3. Research Area: Complexes of Non-Innocent Ligands, including NO

Metal complexes with M(NO) bonds are not only interesting due to their physiological relevance, but also due to their electronic structure which is often discussed controversially [9]. Our own experiments using in situ-low temperature-techniques (ESR, IR, UV-VIS-NIR) are aimed at solving this problem (oxidation states !) in combination with quantum mechanical calculations.

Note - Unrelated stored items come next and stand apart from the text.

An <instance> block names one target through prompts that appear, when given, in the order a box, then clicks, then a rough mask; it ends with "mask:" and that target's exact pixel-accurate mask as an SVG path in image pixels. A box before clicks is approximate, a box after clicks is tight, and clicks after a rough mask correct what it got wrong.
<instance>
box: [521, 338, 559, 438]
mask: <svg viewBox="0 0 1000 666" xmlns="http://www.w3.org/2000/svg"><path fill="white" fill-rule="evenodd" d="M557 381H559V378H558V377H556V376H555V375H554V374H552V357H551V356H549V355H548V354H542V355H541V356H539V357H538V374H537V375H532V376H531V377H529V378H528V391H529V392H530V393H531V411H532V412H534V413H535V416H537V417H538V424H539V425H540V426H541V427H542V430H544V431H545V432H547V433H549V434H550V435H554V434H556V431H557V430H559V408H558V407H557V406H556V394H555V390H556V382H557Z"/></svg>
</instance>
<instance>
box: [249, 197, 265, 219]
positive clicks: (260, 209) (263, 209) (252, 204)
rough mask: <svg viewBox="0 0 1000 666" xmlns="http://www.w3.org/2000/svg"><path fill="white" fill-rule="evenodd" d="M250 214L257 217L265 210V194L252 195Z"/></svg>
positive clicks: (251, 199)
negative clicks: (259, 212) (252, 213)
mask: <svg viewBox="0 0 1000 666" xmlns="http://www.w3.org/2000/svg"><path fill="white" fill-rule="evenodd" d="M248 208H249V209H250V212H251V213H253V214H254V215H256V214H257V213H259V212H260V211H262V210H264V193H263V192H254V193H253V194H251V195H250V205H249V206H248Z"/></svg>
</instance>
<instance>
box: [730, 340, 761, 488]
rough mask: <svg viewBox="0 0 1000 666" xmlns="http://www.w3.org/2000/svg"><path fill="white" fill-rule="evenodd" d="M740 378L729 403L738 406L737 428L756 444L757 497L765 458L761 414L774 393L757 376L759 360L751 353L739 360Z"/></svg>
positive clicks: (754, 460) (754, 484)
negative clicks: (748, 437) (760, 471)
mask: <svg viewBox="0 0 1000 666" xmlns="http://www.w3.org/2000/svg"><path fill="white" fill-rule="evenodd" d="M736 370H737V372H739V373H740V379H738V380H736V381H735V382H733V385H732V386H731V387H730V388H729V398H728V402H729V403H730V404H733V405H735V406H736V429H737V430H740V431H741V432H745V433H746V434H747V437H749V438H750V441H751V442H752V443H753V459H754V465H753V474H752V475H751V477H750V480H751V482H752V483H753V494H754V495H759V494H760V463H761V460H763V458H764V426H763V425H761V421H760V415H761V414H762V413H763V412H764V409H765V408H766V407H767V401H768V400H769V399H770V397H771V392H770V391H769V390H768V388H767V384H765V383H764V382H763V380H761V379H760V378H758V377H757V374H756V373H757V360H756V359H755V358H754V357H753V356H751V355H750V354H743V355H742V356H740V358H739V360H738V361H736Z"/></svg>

Several other complexes with non-innocent ligand behavior involving quinones or azo compounds are being investigated and reviewed [10].

[9] "Electronic structure alternatives in nitrosylruthenium complexes"; G.K. Lahiri and W. Kaim, Dalton Trans. 39 (2010) 4471-4478.

[10] "Manifestation of Non-innocent Ligand Behavior"; W. Kaim, Inorg. Chem. 50 (2011) 9752-9765;  "The Shrinking World of Innocent Ligands: Conventional and Non-conventional Redox-active Ligands"; W. Kaim, Eur. J. Inorg. Chem. 2012, 343-348.